Contractors voiced their concerns about the scope and impact of the executive order, which looks to remove concepts like "white privilege" and "critical race theory" from diversity and inclusion training curricula, as well as problems of implementation.

Participants were concerned that the order could affect the recruitment and retention of employees, and pose particular problems for contractors based abroad or who have a global workforce. First Amendment issues are also in play – contractors are concerned the crackdown on training could reach into protected speech on the part of employees. There are also questions about enforcement mechanism and the criteria used to tag training as out of sync with the terms of the executive order.

Many business groups have expressed similar concerns publicly in open letters to the Trump Administration about new policy.

The same day as the call, the Labor Department's Office of Federal Contract Compliance Programs (OFCCP) issued a request for information seeking details from federal contractors, subcontractors and employees about "workplace trainings that involve race or sex stereotyping or scapegoating" including information on the source of diversity training, whether such training is mandatory, how much it costs, whether such training has generated objections among workers and whether those objections have resulted in employee discipline.

The RFI also offers a phone and email "hotline" for reporting "potentially unlawful" training materials. The Labor Department pledged to protect the confidentiality of tipsters and to treat materials submitted under the request for comments as trade secrets or privileged commercial information and exempt from release under the Freedom of Information Act.
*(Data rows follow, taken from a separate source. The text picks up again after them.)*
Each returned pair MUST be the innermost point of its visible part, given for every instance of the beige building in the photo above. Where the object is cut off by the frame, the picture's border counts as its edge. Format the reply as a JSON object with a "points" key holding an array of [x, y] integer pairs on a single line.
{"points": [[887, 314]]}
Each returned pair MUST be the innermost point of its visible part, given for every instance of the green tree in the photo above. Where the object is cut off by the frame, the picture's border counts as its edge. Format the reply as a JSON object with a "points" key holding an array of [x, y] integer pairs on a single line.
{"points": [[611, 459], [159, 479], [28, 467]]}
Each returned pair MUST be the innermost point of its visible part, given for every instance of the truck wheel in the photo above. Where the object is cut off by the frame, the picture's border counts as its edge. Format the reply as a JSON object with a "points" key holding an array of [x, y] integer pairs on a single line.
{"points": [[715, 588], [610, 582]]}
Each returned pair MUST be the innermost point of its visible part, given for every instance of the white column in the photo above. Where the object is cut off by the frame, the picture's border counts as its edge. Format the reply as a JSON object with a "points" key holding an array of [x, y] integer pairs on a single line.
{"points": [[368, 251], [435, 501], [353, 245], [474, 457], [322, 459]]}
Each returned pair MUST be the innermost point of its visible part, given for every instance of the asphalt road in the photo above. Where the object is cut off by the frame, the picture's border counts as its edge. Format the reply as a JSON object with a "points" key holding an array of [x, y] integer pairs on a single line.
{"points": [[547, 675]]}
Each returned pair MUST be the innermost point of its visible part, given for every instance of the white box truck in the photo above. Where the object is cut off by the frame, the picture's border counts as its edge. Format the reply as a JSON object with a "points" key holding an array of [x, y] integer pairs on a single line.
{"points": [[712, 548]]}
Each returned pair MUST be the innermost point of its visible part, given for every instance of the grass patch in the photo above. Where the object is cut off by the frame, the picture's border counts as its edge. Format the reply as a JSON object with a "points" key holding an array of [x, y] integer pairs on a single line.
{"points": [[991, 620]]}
The Labor Department RFI indicated that the OFCCP will provide compliance assistance for contractors and subcontractors who submit curriculum materials voluntarily for vetting and correct the infractions that are identified. However, the RFI said that enforcement actions – debarment from federal contracting is listed as a possible consequence in the executive order – may be triggered if violations are discovered via informants or if companies refuse to correct violations.